As The Guardian’s Jamie Jackson has pointed out, ‘the old standby of bad luck [is] the sign of a manager running out of answers’. Moyes has already bemoaned Premier League referees, pointed out the Red Devils’ persistent injury problems and criticised his squad’s performances this term, and none of those reasonings have made the defeats any easier, or brought them to an end.
Perhaps he feels the difference between the current campaign and the last is confidence and confidence alone – the fact Manchester United have lost their ability to come back from being a goal down on numerous occasions this season, in sharp contrast to it being their trademark under his predecessor, would certainly support that argument – and therefore, deflecting from criticisms of underperformance by supporting a narrative of misfortune will stop squad morale taking yet another serious hit.
At the same time, the Scot must feel in a rather precarious position to criticise. He may have been appointed as Sir Alex Ferguson’s rightful successor, but the former Evertonian is a manager who has won a solitary piece of silverware in his entire management career – the Community Shield with United this season – but is now bossing about a dressing room that contains ten-time Premier League title winners.
Not that Moyes’ empty trophy cabinet should somehow be a justification for United’s poor form, and I subscribe to the belief that some of the Red Devils’ more established players should be taking a fairer share of the flack. They certainly haven’t stood up to be counted since Ferguson’s retirement in the summer.
But it’s quite clear that the players simply aren’t as responsive to Moyes’ techniques of motivation as they were under his predecessor. That is what has sourced the undertones of desperation in the United manager’s recent public interactions and created misfortune as the Scot’s only viable response to United’s poor form without drawing attention to his own inadequacies as Carrington boss.
Perhaps that was always anticipated considering the monolithic presence Ferguson had, but not to the extent that United’s title defence would be over by Christmas, and they’d go on to lose five of their first eight fixtures in 2014.

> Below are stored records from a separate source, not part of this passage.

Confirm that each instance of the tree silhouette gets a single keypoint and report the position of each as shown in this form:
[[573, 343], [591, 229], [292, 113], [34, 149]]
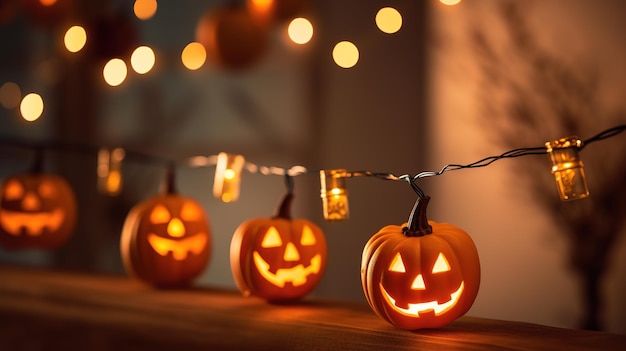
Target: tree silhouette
[[530, 94]]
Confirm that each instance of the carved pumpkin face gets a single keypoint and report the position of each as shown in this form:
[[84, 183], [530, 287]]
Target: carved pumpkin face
[[36, 211], [166, 240], [420, 281], [277, 258]]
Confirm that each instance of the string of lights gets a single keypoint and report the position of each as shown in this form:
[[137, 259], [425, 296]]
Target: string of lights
[[567, 169]]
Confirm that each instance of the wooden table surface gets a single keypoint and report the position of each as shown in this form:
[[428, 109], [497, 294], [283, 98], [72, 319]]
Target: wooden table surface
[[50, 310]]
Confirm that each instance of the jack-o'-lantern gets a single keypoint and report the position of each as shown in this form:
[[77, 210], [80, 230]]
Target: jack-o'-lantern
[[166, 240], [233, 39], [421, 274], [278, 258], [37, 211]]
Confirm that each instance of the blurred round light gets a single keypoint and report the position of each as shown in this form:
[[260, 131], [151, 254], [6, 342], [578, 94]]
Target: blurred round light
[[115, 72], [10, 95], [345, 54], [31, 107], [388, 20], [75, 38], [193, 56], [300, 30], [142, 59], [145, 9]]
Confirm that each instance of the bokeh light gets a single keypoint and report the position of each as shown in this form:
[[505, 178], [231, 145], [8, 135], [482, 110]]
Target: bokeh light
[[75, 38], [389, 20], [300, 30], [345, 54], [142, 60], [450, 2], [193, 56], [145, 9], [31, 107], [10, 95], [115, 72]]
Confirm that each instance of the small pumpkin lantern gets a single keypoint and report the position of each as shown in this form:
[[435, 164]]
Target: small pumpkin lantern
[[166, 240], [37, 211], [278, 258], [233, 39], [421, 274]]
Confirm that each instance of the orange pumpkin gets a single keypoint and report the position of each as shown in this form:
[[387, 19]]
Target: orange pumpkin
[[279, 258], [37, 210], [166, 240], [421, 274]]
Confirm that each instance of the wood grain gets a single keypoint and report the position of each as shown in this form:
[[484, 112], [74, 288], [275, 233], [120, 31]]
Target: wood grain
[[51, 310]]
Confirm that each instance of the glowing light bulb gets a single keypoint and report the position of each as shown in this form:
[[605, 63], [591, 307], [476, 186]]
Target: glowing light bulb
[[388, 20], [31, 107], [227, 176], [110, 170], [346, 54], [567, 168], [115, 72], [75, 39], [300, 30], [334, 194]]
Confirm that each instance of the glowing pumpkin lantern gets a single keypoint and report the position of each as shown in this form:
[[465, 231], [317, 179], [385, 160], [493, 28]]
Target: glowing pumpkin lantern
[[279, 258], [421, 274], [37, 210], [166, 240]]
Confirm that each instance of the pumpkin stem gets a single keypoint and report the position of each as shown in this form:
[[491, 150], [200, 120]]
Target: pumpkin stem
[[170, 179], [418, 223]]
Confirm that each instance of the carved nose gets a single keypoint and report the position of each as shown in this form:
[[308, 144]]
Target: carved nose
[[291, 253], [176, 228], [31, 202], [418, 283]]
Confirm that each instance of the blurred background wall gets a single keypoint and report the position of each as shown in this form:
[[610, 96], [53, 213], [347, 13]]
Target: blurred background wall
[[449, 87]]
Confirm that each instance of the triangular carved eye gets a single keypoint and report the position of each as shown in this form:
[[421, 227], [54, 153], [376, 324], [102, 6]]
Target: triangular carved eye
[[308, 238], [397, 265], [159, 215], [441, 264], [272, 238], [13, 190]]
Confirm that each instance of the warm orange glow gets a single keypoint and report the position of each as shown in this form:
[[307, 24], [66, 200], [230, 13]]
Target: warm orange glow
[[308, 238], [334, 195], [195, 244], [346, 54], [75, 39], [145, 9], [159, 215], [193, 56], [227, 176], [271, 238], [142, 59], [31, 107], [300, 30], [441, 264], [567, 168], [389, 20], [115, 72], [450, 2], [10, 95]]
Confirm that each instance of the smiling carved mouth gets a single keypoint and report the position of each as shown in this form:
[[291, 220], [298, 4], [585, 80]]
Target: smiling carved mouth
[[32, 222], [178, 248], [414, 309], [296, 275]]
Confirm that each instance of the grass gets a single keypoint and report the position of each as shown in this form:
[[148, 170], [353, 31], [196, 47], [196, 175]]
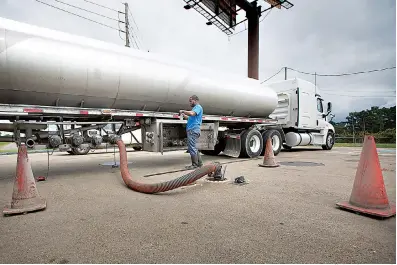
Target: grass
[[360, 145]]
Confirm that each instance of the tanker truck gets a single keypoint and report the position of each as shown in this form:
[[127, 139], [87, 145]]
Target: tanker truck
[[62, 91]]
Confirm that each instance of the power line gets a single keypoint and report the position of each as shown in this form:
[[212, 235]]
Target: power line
[[133, 38], [138, 31], [273, 75], [359, 96], [344, 74], [88, 11], [79, 16], [103, 6]]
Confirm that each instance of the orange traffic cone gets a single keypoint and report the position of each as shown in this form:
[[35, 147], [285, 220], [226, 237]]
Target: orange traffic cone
[[369, 194], [25, 197], [268, 158]]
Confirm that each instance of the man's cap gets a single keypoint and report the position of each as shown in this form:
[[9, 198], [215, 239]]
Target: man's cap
[[194, 97]]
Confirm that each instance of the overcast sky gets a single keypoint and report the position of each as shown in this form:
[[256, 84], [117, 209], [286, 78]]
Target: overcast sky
[[323, 36]]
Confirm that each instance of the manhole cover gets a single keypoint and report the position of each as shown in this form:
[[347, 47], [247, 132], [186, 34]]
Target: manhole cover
[[301, 164]]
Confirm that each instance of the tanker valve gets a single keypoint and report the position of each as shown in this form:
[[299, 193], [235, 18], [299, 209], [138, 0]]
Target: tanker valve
[[30, 143], [54, 141]]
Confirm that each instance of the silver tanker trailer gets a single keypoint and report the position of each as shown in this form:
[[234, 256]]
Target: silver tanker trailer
[[79, 86]]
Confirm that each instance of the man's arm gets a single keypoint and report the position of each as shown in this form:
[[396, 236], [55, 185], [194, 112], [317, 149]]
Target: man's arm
[[187, 112]]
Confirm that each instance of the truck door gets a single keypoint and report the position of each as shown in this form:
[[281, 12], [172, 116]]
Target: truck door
[[307, 109], [321, 122]]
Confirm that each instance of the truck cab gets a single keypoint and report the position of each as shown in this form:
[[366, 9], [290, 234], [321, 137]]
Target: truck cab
[[302, 114]]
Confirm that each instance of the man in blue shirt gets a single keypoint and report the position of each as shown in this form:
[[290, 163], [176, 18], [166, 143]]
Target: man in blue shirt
[[195, 117]]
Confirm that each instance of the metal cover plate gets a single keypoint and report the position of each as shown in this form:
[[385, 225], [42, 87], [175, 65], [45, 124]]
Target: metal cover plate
[[301, 164]]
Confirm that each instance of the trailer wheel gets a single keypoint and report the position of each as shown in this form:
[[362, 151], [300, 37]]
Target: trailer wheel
[[219, 147], [251, 143], [276, 141], [80, 150], [287, 147], [329, 143]]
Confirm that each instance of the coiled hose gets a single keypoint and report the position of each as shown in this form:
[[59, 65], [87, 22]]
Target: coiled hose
[[163, 186]]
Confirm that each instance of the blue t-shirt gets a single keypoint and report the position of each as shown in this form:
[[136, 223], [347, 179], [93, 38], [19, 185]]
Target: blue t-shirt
[[194, 122]]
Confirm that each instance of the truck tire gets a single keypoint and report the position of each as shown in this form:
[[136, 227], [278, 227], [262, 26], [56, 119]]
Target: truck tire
[[251, 143], [287, 147], [276, 141], [219, 147], [80, 151], [329, 142]]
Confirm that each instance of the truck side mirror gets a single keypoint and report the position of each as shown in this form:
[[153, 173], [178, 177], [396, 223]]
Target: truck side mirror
[[329, 107]]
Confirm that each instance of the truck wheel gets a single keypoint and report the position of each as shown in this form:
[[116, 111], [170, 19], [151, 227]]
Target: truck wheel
[[251, 143], [219, 147], [80, 150], [276, 141], [287, 147], [329, 143]]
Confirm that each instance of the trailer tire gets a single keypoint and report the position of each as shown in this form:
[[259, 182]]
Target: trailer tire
[[251, 143], [276, 138], [218, 148], [80, 151], [287, 147], [329, 142]]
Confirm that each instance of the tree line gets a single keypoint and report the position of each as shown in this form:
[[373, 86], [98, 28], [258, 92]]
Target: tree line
[[379, 122]]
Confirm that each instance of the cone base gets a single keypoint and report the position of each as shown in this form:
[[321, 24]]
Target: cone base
[[263, 165], [41, 205], [387, 212]]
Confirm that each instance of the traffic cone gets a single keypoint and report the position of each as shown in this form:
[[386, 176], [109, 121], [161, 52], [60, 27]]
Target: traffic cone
[[369, 194], [25, 197], [268, 158]]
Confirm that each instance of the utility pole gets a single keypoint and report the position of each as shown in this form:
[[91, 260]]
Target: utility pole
[[253, 14], [315, 82], [127, 32]]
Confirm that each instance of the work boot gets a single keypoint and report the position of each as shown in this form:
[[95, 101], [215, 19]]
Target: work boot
[[194, 164], [200, 162]]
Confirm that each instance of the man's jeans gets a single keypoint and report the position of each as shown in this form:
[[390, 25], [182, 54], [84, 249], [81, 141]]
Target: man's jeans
[[192, 137]]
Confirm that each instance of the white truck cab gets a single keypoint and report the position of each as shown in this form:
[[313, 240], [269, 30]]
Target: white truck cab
[[302, 114]]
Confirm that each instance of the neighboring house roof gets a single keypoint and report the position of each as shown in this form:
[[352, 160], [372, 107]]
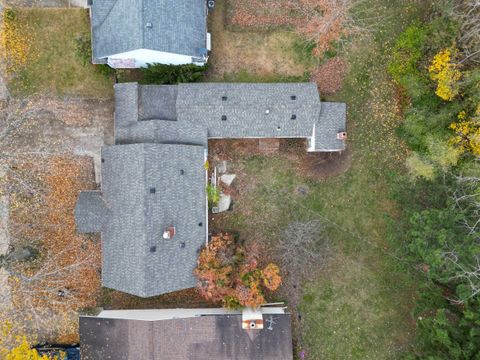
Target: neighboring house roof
[[173, 26], [148, 188], [210, 336], [232, 110]]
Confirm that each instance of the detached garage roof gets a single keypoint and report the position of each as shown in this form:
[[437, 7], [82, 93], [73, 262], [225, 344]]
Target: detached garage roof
[[215, 335], [173, 26]]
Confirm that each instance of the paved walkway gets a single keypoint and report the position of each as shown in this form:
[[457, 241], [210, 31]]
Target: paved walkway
[[46, 3]]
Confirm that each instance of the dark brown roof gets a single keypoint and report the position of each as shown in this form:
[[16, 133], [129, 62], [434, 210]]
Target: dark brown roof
[[213, 337]]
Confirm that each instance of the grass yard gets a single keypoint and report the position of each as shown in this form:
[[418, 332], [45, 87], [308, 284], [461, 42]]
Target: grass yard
[[52, 66], [359, 306], [248, 56]]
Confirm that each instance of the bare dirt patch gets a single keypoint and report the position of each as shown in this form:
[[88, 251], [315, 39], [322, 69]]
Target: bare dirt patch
[[329, 76], [258, 52]]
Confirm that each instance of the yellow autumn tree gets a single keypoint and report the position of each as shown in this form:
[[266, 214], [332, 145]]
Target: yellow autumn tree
[[16, 347], [467, 132], [445, 72]]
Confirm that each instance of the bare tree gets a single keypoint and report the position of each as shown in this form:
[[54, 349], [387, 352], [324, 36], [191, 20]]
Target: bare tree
[[468, 13]]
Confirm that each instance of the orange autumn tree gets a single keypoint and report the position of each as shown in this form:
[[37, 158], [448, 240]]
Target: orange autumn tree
[[229, 273]]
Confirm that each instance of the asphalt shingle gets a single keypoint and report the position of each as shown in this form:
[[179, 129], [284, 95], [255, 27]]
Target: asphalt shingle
[[173, 26]]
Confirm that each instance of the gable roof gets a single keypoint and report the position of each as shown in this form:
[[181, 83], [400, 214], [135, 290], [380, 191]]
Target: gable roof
[[251, 110], [174, 26], [147, 191], [228, 110], [216, 337]]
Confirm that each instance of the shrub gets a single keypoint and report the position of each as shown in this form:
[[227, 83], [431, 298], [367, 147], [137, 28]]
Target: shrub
[[171, 74], [420, 168], [213, 195], [16, 41], [445, 72], [229, 273], [467, 132], [407, 52]]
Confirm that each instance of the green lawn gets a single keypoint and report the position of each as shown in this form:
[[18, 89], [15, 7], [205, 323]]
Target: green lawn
[[359, 306], [52, 66]]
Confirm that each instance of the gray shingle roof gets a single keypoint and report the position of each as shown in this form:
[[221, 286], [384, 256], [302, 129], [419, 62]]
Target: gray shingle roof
[[177, 26], [161, 130], [136, 259], [231, 110], [215, 337], [251, 110]]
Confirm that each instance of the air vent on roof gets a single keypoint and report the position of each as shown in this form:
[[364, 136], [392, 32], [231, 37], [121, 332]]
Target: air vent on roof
[[169, 232]]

Discussions of summer transfer activity and rumours of a £200million war chest to instigate Moyes’ long-awaited revolution of playing personnel will have Manchester United fans thinking past the current campaign, which could see the reigning Premier League champions not even qualify for the Champions League come May-time.
But the lingering concern is that money on new players will be entirely wasted if Moyes can’t inspire them to perform.
It seems Moyes will be given the benefit of the doubt no matter what comes of his first campaign at Old Trafford, but with desperation oozing out of the Scot’s every orifice at the moment, it’s quickly looking like he doesn’t have the managerial capacity to maintain Manchester United’s Premier League dominance. In essence, the Red Devils boss has the remainder of the campaign to prove himself, or else he will be working on borrowed time.